You, Mr. Kennedy, are one of the few people on earth who it doesn't effect in positive way, but that is the wondeful thing about ar -- we each have a personal experience of the thing the artist created. I think it is a great image that is all the more powerful when you look closely at the little town and realize how unremakable a place it is. The buildings are nothing to look at but AA captured the moment in a way that makes the town seem magical. For me the magic is in the way the setting sun illuminates the crosses. AA was really in the Zone.

I'd give it a 9 for asthetics and a 9 for originality.

Cowan Stark , Jul 17, 2001; 09:19 p.m.

OK, before we get too serious here's a little comic relief, but there's a point.
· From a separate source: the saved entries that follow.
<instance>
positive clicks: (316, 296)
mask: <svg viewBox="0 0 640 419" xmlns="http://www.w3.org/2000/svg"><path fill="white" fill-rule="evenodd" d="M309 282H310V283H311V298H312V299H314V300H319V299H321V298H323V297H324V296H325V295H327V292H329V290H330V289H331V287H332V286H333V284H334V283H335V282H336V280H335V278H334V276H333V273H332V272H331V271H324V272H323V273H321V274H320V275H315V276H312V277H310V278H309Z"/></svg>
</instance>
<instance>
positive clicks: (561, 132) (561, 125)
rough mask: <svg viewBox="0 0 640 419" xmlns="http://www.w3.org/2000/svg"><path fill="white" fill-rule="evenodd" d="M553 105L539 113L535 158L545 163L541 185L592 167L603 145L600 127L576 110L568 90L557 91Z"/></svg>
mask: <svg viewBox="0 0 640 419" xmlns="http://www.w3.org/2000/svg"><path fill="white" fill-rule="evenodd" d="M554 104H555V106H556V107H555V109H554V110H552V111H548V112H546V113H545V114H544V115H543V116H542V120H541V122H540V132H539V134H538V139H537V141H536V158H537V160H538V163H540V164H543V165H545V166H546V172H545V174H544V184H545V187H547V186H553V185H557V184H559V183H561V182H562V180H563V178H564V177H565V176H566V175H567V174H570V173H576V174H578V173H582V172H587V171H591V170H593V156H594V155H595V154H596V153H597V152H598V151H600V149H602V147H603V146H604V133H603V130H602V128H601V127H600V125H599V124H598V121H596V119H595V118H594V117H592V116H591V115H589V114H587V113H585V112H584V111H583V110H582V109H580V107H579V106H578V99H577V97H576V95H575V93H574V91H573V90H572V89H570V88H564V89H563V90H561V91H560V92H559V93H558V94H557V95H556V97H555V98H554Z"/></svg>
I recounted this story on an unrelated post, so bear with me. Last fall I was at a large format workshop in Santa Fe, and we were car-pooling out Las Vegas, NM for a location shoot. Steve Simmons, the workshop leader pulled over, got out of the car and asked us if we had any idea where we were. We all looked at each other a little puzzled not getting his point. After a few hints we realized we were standing in Hernandez in the exact spot Ansel took the picture. Of course it's now overgrown, the church is obscured by another building, the mountains were barely visible and it was almost mid-day. Other than that, I guess everything else was the same! Anyway, AA definitely saw something unique that made him scramble to make an image right then and there. How many potentially great scenes have we all driven by and not even given a second look? I guess we'll never really know. That, folks is what 'vision' means to me. So waddya think? Did I come close with my 45 point eye-controlled focus, image-stabilized zoom lens with Agfa 50....? Right, I didn't think so either!

BTW, I've also seen the real print, and agree that to see it on a screen or printed page just doesn't do it justice. But then, why does this image appeal to so many people who don't know the history behind making it?